Now -- as of this week -- Freudenberger's collection, titled "Lucky Girls" after the story that appeared in the New Yorker, is finally out, and the mainstream media is working itself into a similar lather. In addition to her appearances in Vogue and Elle, Entertainment Weekly has declared her "the summer's hottest young writer." (Hotter, presumably, than Tom Clancy who also has a new book out but has not yet appeared in E.W., as Freudenberger did, sitting on the floor against the wall, hair falling over one eye, next to a bowl of cherries.)
None of which makes hating Nell Freudenberger fair. It isn't fair. Most of the circumstances leading to the hatred happened through no fault of Freudenberger herself -- which is exactly the problem. As my friend R., a writer living outside Buffalo, wrote in a recent e-mail, "It just seems to have happened for Nell's career -- sitting at the desk, playing assistant, and then, oh? This old thing? This little story I wrote on a whim? And $500,000 worth of dominoes start falling into place." As J. puts it, "She didn't do what you're supposed to do -- she sat in 4 Times Square until [then New Yorker fiction editor] Bill Buford came to her."
Let's say, for the sake of argument, that four factors could lead to one young writer's becoming the object of other young writers' loathing. Let's say these factors are that the writer in question is thought to be attractive, thought not to have paid her dues, known to have gone to Harvard (horrors!), and believed to be without talent. The bad news for Freudenberger is that she represents the overlap of all these factors, thereby becoming emblematic to other 20-something aspiring literati of all that's unfair and demoralizing about publishing. It's not any single thing -- after all, I know several people who have gotten book deals comparable to the larger one Freudenberger supposedly turned down, and they don't elicit the contempt she does -- but rather it's everything. And, largely because of age (Freudenberger and I both graduated from college in 1997), she seems overly accessible; she's not different enough from the rest of us to be enjoying such different circumstances. To put it another way: I've never looked at Jonathan Franzen and thought, But that should be me!
The problem is, Freudenberger actually doesn't represent the overlap of the four hate-inviting factors; the exception is the last and most significant one. She's not without talent. In fact, her new collection is really good. The five stories are well-written, well-plotted, intelligent and surprising.
Believe me: I didn't want it to be this way. I came to the book eager to uncover its most damning aspects. For instance, the title -- didn't it cry out to be incorporated into headlines in a mocking comment on Freudenberger herself? For God's sake, it was like calling a really wretched novel "The Big Disaster." And how about allowing just five stories to constitute an entire collection? Wasn't that a bit thin?
I was pleased when, on Page 8, an older man says to the young American woman who is the first story's protagonist, "You're extremely pretty." Aha! I thought, licking my chops. This will be the kind of fiction where other characters are constantly telling the disingenuously self-effacing main character, clearly a stand-in for the author, how alluring she is. (Such fiction is only slightly less odious than fiction in which other characters are constantly telling the disingenuously self-effacing main character, clearly a stand-in for the author, how witty she is -- especially when there's nary a funny remark to be found.) But the older man's remark in the story is offset both by the thrill it gives the protagonist, who is unaccustomed to such compliments, and by the protagonist's own apparently ingenuous admission that she is, in fact, not extremely pretty.

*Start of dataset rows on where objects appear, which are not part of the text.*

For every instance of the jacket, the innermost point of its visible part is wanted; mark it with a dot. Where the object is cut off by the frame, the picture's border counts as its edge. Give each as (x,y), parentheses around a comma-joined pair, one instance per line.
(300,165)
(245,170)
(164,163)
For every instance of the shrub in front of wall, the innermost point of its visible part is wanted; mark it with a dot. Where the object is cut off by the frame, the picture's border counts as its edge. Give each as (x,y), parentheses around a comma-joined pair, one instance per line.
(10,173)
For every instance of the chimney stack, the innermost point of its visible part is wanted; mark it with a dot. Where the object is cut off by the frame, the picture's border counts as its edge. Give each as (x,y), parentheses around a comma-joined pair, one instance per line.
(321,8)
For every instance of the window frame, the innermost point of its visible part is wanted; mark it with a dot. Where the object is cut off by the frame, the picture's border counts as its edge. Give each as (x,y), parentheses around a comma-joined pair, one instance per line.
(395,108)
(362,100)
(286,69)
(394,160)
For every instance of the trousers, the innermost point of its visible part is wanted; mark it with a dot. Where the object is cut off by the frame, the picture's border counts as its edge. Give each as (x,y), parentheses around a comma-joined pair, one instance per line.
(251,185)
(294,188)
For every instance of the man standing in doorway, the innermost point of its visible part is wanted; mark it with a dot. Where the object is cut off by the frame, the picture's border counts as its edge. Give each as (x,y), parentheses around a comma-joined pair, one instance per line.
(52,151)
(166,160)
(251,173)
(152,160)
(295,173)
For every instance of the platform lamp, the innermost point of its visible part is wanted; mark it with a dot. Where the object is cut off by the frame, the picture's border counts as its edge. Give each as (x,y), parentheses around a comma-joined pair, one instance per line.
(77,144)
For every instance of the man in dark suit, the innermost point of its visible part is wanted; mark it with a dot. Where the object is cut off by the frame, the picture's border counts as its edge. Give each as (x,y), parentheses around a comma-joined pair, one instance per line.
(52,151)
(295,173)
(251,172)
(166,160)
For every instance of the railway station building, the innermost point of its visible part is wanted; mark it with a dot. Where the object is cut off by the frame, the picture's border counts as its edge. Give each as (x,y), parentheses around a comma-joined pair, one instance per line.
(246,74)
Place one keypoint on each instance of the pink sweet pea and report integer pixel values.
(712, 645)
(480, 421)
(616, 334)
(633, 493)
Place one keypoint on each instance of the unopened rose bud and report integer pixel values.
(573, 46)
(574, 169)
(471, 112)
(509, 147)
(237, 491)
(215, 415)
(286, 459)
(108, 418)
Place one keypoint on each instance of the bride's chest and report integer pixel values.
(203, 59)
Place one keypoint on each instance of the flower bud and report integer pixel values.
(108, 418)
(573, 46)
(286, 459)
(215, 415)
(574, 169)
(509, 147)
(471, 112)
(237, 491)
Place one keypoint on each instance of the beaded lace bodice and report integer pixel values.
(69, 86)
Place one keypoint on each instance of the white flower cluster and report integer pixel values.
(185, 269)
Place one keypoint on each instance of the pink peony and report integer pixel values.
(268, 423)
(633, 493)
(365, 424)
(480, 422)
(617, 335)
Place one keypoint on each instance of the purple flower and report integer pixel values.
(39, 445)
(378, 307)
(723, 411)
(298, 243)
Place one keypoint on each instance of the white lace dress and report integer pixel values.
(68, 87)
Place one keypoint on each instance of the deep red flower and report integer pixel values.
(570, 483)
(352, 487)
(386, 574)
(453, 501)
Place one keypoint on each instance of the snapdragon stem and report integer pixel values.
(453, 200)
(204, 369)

I still wasn't won over, though. The stories are set occasionally in the United States but more often in India and Asia (both Thailand and Vietnam), and in the margins of Page 21, I noted that Nell Freudenberger was probably the kind of person who had, during college, returned from a year abroad pretending not to remember the English words for things. But then something happened. It started happening in the second story, as the evocative details and vivid images and casually realistic lines of dialogue accumulated -- I think it was somewhere soon after the description of "orange and white carp [gliding] just under the green surface, like pale, fat feet floating in a lake" -- and I found myself spending less time trying to be appalled and more time just, well, reading.
It was on Page 80 that Freudenberger got me, with a sentence uttered by a woman who is grievously depressed: "I thought of going to bed, but what I really wanted was to be inside the bed -- inside the mattress, where it was warm and dense and silent, with the stuffing packed around my arms and legs." What got me about the sentence was both how weird it was -- weird in a sincere rather than quirky way -- and how understandable. And I am pretty sure that's the point of reading fiction -- so someone else can say in a way you never would have something you recognize immediately.